- Ester Wajcblum, 1937
- Born: 16 January 1924 Warsaw, Poland
- Died: 5 January 1945 (aged 20) Birkenau
- Cause of death: Execution by hanging
- Known for: Sonderkommando revolt

= Ester Wajcblum =

Jewish resistance fighter and Holocaust victim) (1924–1945)

Ester (Estusia/Esterka) Wajcblum (1924–1945) was a Jewish resistance fighter in the Auschwitz underground and one of four women hanged in the Auschwitz concentration camp for her role in the Sonderkommando revolt of 7 October 1944.

== Life ==

=== Family ===
Ester was born to Jakub and Rebeka (née Jaglom) Wajcblum in Warsaw, Poland. She had an older sister, Sabina, and a younger sister, Hanka Wajcblum (Anna Heilman).

=== Warsaw Ghetto ===
The family, with the exception of Sabina who had married and left Poland, was forced into the Warsaw Ghetto and in May 1943 were deported to Majdanek where Ester and Hanka's parents were killed.

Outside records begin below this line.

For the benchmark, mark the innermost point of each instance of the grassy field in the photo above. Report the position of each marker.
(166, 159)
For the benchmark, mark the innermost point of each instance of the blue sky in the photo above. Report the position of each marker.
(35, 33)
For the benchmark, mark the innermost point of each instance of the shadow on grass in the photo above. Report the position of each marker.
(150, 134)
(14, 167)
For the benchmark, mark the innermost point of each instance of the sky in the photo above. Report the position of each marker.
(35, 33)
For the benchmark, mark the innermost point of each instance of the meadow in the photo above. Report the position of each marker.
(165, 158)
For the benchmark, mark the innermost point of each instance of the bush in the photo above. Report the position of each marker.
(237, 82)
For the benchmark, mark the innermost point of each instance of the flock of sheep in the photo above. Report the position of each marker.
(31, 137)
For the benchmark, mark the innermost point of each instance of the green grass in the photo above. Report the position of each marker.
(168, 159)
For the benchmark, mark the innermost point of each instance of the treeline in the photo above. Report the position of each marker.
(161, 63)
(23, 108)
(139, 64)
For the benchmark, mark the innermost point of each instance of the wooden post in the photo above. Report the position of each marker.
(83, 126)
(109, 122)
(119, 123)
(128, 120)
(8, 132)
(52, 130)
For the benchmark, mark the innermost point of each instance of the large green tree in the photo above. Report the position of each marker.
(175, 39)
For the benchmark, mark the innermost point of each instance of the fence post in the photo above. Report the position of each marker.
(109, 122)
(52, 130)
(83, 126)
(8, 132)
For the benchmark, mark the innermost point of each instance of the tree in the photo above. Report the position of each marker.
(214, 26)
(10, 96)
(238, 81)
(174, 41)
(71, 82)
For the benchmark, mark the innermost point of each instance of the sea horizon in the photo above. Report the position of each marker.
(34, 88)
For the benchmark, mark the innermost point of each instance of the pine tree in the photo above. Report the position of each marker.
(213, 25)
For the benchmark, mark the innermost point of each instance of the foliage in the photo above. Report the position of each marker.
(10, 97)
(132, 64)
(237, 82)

=== Auschwitz Uprising ===
Ester and Hanka were transferred to Auschwitz-Birkenau in September 1943. Upon arrival, they were assigned to forced labor in the Weichsel-Union-Metalwerke (Union Munitions Plant) gunpowder room.

The sisters joined the resistance while working in the munitions plant. Ester, along with Hanka and fellow prisoners including Ala Gertner, Regina Safirsztajn, and Rose Grunapfel Meth smuggled gunpowder out of the factory and gave it to resistance fighter, Roza Robota. Roza, a prisoner who worked clothing-detail in Birkenau, then gave the gunpowder to the Sonderkommando, a group of death camp prisoners who were forced to dispose of the bodies of people murdered in the gas chamber in the crematoriums.

On 7 October 1944 the Sonderkommandos used the gunpowder to blow up Crematorium IV in Birkenau. Ala, Roza, Ester, and Regina were detained and tortured for their role in the plot. The women were publicly hanged in Birkenau on 5 January 1945. Hanka survived and was transferred to a sub-camp of Ravensbrück called Neustadt Glewe. The camp was liberated in May 1945 when Hanka was sixteen years old.